Nature strongly influences Taking Stock Foods. We believe that there are lessons to be learned from our natural surroundings and we pay attention. Our intuitive relationship with the seasons, especially, informs the types of foods that we crave, the flavors that we choose, and the types of gatherings that we host.
When it’s frozen white outside, and daytime is short, the moon naturally shifts to the front of our consciousness. Just in time! One of the biggest lunar holidays is on Friday, February 16th- the Chinese New Year.
The new moon in the first month of the lunar calendar ushers in the Chinese New Year. Brighten your February by observing the new year with these activities, based roughly on the traditional celebrations and ceremonies marking this holiday.
- Tie up loose ends by resolving conflicts and putting things in order.
- Clean your home: sweep your floors and rid your house of evil spirits who may be hiding behind heavy or rarely moved pieces of furniture.

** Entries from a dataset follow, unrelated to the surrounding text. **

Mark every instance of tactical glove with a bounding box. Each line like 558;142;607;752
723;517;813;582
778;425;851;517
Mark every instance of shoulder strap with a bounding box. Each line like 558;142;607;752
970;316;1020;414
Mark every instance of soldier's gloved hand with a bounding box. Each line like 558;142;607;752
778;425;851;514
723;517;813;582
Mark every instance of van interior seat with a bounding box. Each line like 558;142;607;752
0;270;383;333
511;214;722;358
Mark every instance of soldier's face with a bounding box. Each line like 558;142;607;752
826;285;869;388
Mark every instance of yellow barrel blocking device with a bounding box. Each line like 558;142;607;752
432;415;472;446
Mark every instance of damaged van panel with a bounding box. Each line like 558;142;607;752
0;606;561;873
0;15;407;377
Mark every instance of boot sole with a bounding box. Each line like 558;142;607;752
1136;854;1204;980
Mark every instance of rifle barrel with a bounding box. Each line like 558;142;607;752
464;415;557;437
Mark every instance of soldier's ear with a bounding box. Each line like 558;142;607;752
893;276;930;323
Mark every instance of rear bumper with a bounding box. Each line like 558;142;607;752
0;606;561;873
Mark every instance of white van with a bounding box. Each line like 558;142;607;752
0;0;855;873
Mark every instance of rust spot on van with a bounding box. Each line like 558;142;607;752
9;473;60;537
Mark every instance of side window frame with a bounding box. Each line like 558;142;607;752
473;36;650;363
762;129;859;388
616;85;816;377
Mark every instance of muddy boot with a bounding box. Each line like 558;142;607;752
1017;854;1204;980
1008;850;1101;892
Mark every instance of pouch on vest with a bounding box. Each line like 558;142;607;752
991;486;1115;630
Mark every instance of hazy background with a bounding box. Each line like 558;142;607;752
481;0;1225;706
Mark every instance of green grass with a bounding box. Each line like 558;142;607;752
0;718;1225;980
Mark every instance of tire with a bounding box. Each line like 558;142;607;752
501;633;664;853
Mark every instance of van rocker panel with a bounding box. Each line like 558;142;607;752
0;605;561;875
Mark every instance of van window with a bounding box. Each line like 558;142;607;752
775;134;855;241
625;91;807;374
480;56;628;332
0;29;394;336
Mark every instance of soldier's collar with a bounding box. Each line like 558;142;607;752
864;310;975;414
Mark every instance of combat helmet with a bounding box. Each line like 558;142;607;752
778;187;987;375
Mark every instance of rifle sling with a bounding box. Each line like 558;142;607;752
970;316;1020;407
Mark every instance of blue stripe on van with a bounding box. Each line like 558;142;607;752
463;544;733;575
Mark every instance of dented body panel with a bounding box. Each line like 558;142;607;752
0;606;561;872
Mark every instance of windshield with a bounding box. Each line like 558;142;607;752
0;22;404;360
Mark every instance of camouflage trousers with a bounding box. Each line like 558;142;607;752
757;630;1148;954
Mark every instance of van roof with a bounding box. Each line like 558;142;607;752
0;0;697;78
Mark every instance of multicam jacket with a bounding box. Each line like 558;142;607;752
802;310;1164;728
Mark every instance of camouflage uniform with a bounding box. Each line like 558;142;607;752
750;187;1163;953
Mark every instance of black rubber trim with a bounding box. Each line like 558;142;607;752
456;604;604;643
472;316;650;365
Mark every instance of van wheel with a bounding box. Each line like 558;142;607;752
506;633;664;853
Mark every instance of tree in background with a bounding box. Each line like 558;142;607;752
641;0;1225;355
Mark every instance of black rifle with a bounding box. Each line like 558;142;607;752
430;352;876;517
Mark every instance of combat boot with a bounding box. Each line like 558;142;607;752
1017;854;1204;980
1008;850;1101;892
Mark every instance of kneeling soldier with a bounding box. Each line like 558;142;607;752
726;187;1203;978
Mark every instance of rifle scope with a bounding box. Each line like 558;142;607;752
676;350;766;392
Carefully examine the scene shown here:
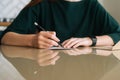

- Brighten your home with fresh flowers.
- Visit with friends and family.
While you’re at it, cook one of our all-time favorite recipes: Lion’s Heads Meatball Soup. The name refers to the festive appearance of rice flecked meatballs which loosely resemble a regal mane. Along with rice and chicken, these tasty meatballs have ginger, scallions, and toasted sesame oil inside. They are then simmered in bone broth with cabbage, imparting their special flavor to the whole soup. As a kid, my siblings and I sang my mom’s praises when she brought Lion’s Heads to the table. Join the party!
While researching this post, I read this article about the Lunar New Year posted by the Asia For Educators initiative through the Weatherhead East Asian Institute at Columbia University. It’s a quick read, and densely packed with great info.